In our first study, we analyzed 101 natural isolates of S. cerevisiae in order to examine the diversity of CUP1-containing repeats across different strains. We identified five distinct classes of repeats that contain CUP1. We also showed that some strains have only a single copy of CUP1. By comparing the sequences of all the strains, we were able to elucidate the mechanism of formation of the CUP1 tandem arrays, which involved unequal non-homologous recombination events starting from a strain that had only a single CUP1 gene. Our observation of CUP1 repeat formation allows more general insights about the formation of tandem repeats from single-copy genes in eukaryotes, which is one of the most important mechanisms by which organisms evolve.

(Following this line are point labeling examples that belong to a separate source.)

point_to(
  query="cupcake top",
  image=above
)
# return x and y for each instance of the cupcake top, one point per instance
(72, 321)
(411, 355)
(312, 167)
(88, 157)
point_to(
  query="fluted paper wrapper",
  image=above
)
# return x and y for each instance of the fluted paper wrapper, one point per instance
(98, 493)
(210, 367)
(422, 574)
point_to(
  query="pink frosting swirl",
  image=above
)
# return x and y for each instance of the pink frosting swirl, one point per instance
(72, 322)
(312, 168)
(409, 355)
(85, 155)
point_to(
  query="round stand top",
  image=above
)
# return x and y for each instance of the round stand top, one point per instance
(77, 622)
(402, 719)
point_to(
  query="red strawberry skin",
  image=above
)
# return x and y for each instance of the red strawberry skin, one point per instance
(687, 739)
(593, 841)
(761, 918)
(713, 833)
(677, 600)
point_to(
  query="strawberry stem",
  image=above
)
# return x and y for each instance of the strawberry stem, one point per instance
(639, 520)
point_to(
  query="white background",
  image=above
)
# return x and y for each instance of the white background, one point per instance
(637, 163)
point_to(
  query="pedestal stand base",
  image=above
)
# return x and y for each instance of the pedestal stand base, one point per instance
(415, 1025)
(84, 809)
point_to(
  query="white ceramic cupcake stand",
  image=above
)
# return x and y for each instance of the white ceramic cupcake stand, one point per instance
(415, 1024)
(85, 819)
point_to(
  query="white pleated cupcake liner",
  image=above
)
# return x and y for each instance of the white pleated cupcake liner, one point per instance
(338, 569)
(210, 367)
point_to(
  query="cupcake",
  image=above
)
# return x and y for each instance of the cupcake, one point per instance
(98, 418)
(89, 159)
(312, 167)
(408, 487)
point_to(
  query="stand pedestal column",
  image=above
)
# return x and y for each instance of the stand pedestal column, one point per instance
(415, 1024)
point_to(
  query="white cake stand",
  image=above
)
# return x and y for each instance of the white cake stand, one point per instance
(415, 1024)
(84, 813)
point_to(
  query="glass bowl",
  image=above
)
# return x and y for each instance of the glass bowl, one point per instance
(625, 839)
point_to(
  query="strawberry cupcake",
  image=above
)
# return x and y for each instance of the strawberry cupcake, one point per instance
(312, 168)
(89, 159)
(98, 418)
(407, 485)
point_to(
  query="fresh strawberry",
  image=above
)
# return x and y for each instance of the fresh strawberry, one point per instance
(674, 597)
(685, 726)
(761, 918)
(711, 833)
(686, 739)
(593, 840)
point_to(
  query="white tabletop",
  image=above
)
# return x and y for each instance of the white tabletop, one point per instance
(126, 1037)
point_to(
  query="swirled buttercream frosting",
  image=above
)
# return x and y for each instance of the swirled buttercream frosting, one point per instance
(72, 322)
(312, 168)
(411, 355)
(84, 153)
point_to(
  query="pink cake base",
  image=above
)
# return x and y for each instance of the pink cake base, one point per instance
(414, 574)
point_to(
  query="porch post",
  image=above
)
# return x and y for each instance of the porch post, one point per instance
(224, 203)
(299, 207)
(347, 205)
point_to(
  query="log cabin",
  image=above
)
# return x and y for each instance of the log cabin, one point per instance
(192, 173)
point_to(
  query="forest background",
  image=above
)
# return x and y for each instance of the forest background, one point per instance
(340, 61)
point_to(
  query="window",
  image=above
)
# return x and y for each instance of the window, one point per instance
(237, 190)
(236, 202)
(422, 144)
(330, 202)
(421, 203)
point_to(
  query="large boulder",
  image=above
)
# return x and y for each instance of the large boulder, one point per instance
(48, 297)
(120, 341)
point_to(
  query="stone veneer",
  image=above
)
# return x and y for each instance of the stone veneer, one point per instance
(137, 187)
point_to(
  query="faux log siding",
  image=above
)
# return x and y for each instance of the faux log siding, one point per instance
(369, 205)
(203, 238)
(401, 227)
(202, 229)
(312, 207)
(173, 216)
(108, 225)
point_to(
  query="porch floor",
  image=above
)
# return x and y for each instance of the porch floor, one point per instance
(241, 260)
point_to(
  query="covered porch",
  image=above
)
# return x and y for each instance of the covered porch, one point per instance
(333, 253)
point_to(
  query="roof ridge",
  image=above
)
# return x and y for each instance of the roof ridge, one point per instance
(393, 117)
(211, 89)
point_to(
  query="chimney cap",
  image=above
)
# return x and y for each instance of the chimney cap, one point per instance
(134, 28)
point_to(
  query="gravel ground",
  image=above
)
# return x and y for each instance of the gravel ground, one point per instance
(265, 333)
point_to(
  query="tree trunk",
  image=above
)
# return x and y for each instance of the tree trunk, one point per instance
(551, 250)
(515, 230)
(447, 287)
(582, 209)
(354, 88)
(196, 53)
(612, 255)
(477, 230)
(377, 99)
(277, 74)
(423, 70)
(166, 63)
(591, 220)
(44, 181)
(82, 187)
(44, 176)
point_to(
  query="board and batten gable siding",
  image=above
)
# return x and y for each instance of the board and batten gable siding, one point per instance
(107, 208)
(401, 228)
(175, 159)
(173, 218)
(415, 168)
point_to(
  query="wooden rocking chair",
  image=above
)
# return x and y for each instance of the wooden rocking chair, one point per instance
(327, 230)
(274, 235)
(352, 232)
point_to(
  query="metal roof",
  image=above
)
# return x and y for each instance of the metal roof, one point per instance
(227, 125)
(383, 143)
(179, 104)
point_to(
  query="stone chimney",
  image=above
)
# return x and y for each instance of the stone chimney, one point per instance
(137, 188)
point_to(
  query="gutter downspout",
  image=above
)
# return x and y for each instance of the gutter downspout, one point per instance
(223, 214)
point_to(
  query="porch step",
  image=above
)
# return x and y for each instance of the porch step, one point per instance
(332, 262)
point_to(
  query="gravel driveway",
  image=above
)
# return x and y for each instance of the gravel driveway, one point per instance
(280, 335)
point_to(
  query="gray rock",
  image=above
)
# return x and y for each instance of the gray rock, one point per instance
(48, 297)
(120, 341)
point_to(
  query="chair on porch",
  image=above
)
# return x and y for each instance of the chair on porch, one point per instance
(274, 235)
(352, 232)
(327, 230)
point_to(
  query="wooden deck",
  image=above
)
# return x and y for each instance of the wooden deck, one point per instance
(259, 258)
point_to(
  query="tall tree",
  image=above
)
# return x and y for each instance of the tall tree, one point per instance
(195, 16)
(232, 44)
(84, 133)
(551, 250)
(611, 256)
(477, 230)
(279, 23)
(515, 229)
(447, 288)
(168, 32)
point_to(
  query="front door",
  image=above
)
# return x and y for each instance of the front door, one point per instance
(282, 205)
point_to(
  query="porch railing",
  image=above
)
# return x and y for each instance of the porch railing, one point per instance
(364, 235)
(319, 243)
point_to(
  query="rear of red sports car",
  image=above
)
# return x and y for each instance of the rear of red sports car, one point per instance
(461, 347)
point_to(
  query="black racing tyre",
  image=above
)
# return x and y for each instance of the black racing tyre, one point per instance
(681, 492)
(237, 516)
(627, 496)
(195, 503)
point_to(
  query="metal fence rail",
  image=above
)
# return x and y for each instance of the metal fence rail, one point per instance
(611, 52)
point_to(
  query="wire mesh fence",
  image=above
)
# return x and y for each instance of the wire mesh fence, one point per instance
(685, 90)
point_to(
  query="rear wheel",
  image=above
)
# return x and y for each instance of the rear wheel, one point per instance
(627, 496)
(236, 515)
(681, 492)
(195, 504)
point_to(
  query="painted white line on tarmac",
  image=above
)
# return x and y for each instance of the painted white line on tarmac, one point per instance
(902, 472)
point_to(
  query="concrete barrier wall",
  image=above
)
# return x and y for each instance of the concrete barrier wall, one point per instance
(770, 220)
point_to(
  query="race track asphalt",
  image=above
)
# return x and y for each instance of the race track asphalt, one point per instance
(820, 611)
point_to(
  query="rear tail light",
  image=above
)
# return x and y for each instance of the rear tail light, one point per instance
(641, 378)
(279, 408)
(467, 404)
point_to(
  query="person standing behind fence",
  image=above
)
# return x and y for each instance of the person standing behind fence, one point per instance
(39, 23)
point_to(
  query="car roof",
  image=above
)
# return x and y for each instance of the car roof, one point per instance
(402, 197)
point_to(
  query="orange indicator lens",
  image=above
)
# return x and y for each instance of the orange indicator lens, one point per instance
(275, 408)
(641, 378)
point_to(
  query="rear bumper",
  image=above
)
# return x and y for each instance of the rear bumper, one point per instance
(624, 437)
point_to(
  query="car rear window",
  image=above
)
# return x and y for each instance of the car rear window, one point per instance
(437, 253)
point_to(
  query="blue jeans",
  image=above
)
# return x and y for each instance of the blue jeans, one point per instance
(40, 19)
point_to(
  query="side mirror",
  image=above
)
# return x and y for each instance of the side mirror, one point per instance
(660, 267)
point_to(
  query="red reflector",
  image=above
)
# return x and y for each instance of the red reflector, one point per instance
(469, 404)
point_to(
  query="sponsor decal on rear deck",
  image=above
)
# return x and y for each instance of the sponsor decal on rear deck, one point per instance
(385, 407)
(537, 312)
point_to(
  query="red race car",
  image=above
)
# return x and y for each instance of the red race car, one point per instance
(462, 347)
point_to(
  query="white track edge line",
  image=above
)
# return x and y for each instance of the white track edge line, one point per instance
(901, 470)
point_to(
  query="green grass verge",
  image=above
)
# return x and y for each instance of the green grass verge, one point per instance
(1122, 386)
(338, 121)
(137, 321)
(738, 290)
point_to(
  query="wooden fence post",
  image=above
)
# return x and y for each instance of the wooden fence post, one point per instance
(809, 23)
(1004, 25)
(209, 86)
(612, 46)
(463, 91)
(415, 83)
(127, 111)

In our second study, we delved deeper into our mechanistic investigations by measuring the relative rates of inter-homolog and intra-/inter-sister chromatid recombination in CUP1 tandem arrays. We used a diploid strain that is heterozygous both for insertion of a selectable marker (URA3) inside the tandem array, and also for markers at either end of the array. The intra-/inter-sister chromatid recombination rate turned out to be more than ten-fold greater than the inter-homolog rate. Moreover, we found that loss of the proteins Rad51 and Rad52, which are required for most inter-homolog recombination, did not greatly reduce recombination in the CUP1 tandem repeats. Additionally, we investigated the effects of elevated copper levels on the rate of each type of recombination at the CUP1 locus. Both types of recombination are increased at high concentrations of copper (as is known to be the case for CUP1 transcription). Furthermore, the inter-homolog recombination rate at the CUP1 locus is higher than the average over the genome during mitosis, but is lower than the average during meiosis.
The research described in Chapter 2 is published in 2014.